THIS time of year, it always seems to me, has more than its fair share of unpleasant anniversaries.

In September it’s been 85 years since Nazi Germany introduced the Nuremberg Laws, depriving Jews of citizenship, and, 81 years since the outbreak of World War Two – quite the barrel of laughs.

It’s. 23 years since Princess Diana’s death and 19 years since the terrorist attack on the World Trade Center. It’s also 49 years since my birth. None of these are exactly causes for celebration, only for commemoration. But there’s another anniversary which is celebrated every September, and this year’s is a nice round number. On Wednesday it was exactly 400 years since the Pilgrim Fathers left England for North America. When they set sail from Plymouth on September 16 1620 they were leaving behind a repressive country in which they were being persecuted – rather like those refugees who try to reach Britain today.

Attending Church of England services was compulsory and those who didn’t turn up could be fined. But members of other churches could also be imprisoned, tortured or even executed.

Conditions aboard their small ship, The Mayflower, were very cramped, and it took them 66 days to get across the Atlantic in it. Conditions during their first few months in the New World weren’t much better, and during their first winter 45 of the 102 passengers died. But they persevered, built their houses, grew crops and established good relations with the native American tribes in the area. Some of those native Americans joined the Pilgrims’ first thanksgiving feast – which became a national holiday in the US. The anniversary is important because it holds a special place in the American imagination. People as varied as Marilyn Monroe, Clint Eastwood and Hugh Hefner all claimed descent from the Pilgrim Fathers. It wasn’t the first English settlement in North America but it’s a foundation story Americans prefer to that of the earlier colony in Jamestown, Virginia. There the settlers were mostly aristocrats and soldiers, rather than people being persecuted for their beliefs. They had violent relations with local tribes and used slaves to grow tobacco. Americans would rather remember the Pilgrims’ principles of courage, self-reliance, religious freedom and political independence. So if they were alive today they’d be in complete despair. The nation they helped to found is a place of obscene poverty next to obscene wealth, where guns are on sale in supermarkets and violent deaths are everyday occurrences.

It’s where racial hatred is endemic and TV evangelists are allowed to ask vulnerable people for money. It’s where a president who is not just incompetent but dangerous dismantles the basic health service of his predecessor, continues to deny climate change is happening and recommends injections of bleach to avert coronavirus – and is probably going to get re-elected in November.

The USA gave the world “snuff movies”, the “war on terror” and the obesity epidemic. And it calls itself the greatest nation on earth.

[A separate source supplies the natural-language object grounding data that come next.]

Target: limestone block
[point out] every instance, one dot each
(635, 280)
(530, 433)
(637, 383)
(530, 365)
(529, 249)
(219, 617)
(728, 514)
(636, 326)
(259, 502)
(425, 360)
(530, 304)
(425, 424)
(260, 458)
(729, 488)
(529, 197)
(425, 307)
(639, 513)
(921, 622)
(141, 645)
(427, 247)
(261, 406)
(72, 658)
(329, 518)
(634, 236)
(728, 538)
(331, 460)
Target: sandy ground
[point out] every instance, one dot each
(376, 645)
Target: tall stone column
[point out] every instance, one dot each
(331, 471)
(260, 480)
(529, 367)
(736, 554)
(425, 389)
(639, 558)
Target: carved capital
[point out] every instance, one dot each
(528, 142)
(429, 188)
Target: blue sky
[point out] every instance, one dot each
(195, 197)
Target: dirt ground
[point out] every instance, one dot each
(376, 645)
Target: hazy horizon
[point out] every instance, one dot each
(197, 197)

It makes me glad to be European. Given all the problems, objections, controversies and complications involved in leaving the European Union, I can’t be the only person who thinks life would be far simpler if we just stayed in the world’s largest trading block. I suspect no-one’s going to feel they’ve “taken back control” over any part of their lives as a result of Brexit. But we are where we are. Yet whether we’re in or out of the EU we’re still in the continent of Europe. The UK can’t be towed away into the middle of the Atlantic Ocean, however much some Brexiteers might wish it could.

And our Europeanness should be celebrated. For a comparatively small space it is extremely diverse and varied. Each country has its own unique flavour and you can never go very far in Europe without encountering different languages, architecture, cuisine, history, music and culture generally.

The 1985 film European Vacation was nowhere near as funny as the movie it was the sequel to, American Vacation, but it does show just how much more rich, diverse and interesting Europe is. The accident-prone Griswold family travel through Britain, France, Germany and Italy, and take in Stonehenge, the Eiffel Tower, a tunnel through the Alps and the Colosseum among other sites. Travel a similar distance in America and it all looks pretty much the same. These days the Pilgrims probably wouldn’t be allowed into the USA. They probably wouldn’t want in either.

It may be boastful but Europe has a claim as the earth's greatest continent.